Nico yang sudah menghangatkan makanan sisa semalam lalu membagi mie goreng seafood ke dalam dua piring. Bagian yang lebih banyak ia berikan ke pasangannya.
"Tuker, aku gak mau makan banyak-banyak," Ujar si Wanita menukar piringnya.
Nico hanya mengangguk, lalu ia pun makan dalam diam. Saat sedang diam begini, wajah cemas yang sedari tadi ia tutupi kembali terlihat.
"Kamu kenapa sih Nic?"
"Hemm? Engga, aku gak apa-apa,"
"Muka kamu pucet! Kenapa sih? Coba bilang!"
Berusaha menelan makanannya Nico mencoba tersenyum tipis di sela-sela kecemasan nya.
"Aku gak tahu gimana bilangnya,"
"Apa emang?"
"Kalau kita udahan, gimana?" Akhirnya Nico berani mengeluarkan apa yang terpendam di hatinya. Berat sekali mengucapkan itu karena pada dasarnya, Nico tak ingin mengucapkan kalimat itu.
"Hah? Gimana? Udahan? Putus maksud kamu?"
Nico menjawab pertanyaan pacarnya itu dengan anggukan. Ia seperti belum siap menghadapi ini.
"Kenapa?" Tanya pacarnya,
"Ya karena emang udah gak bisa terus aja. Maaf ya."
"Kenapa?"
"Emmmm, gimana ya?"
"Ya gimana? Kamu kira aku tahu gimana?" Bentak si Wanita.
"Anu, semalem, Mama cerita kalau sebelum Papa meninggal, Papa titip wasiat,"
"Wasiat? Wasiat apa?"
Terlihat Nico menelan ludah dan menarik napas panjang sebelum menjawab. Wajahnya yang tegang kini semakin pucat.
"Aku dijodohin sama anaknya temen Papa, kalau aku gak mau nikah sama cewek itu, aku gak bakal dapet warisan, Ca."
Mata sang wanita terlihat melebar, seakan tak percaya dengan apa yang baru saja ia dengar. Si wanita menggeleng pelan, seperti tak terima.

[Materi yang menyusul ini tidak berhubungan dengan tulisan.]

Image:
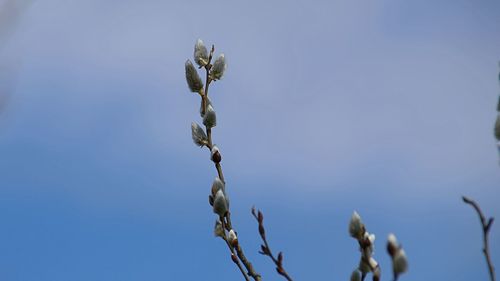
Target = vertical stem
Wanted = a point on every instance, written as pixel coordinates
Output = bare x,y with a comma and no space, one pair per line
486,225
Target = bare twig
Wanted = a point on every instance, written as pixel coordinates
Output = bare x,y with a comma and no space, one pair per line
485,225
237,254
266,250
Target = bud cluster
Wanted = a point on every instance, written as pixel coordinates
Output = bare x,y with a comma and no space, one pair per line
367,263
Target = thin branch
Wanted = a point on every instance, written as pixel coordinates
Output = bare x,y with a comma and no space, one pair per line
485,225
240,256
266,250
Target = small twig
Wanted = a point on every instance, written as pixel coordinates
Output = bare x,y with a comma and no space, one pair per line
486,225
266,250
233,256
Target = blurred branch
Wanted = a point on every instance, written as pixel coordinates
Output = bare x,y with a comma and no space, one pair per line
486,226
266,250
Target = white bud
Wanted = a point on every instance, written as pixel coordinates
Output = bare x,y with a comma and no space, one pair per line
399,263
193,79
220,204
210,119
198,135
356,275
218,230
231,237
200,53
217,185
218,68
356,227
392,240
209,102
370,237
215,154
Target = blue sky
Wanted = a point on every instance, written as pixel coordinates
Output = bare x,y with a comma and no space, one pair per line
384,107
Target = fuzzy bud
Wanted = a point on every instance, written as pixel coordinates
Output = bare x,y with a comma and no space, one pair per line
217,185
215,154
198,135
202,112
356,227
193,79
376,274
218,230
210,119
218,68
200,53
220,204
232,238
356,275
392,245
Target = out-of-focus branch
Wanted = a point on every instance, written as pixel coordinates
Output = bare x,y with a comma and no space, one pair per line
266,250
486,226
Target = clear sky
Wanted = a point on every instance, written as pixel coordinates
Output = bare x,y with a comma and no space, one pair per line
384,107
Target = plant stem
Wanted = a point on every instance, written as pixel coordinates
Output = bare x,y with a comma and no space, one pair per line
486,225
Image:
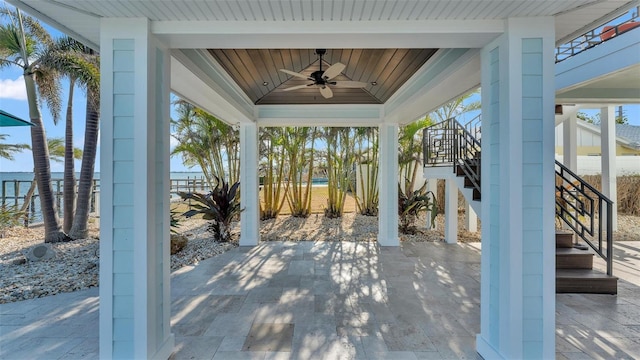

"Kamu tahu, selama ini aku gak boleh ikutan ngurus usahanya Papa, aku disuruh cari kerja sendiri. Katanya, kalau aku mau dijodohkan, semua usaha Papa buat aku, Ca. Aku yang urus."
"Terus aku?"
Nico tak mampu menjawab pertanyaan singkat itu. Ia terdiam cukup lama sebelum akhirnya mampu berdiri dari kursinya dan mendekati kekasihnya itu.
Di hadapan sang wanita, Nico berlutut, menggenggam kedua tangan wanita ini.
"Aku sayang sama kamu, Ca. Tapi... kayaknya aku gak bisa nolak wasiat Papa. Maaf, dan makasi buat semuanya. Kamu bisa tetep tinggal di sini kok, semua barang-barangnya buat kamu."
"Ya emang punya aku! Orang aku yang beli!" Wanita ini mendorong tubuh Nico menjauh, hingga ia sedikit terjatuh ke belakang.
"Sorry!"
"Udah sana pergi lo! Cowok males!"
"Kok?"
"Pergi!!!" Bentak si wanita, membuat Nico melihatnya dengan tatapan heran, lalu bangkit, mengambil koper dari atas lemari dan ia pun memasukan baju-bajunya secara asal.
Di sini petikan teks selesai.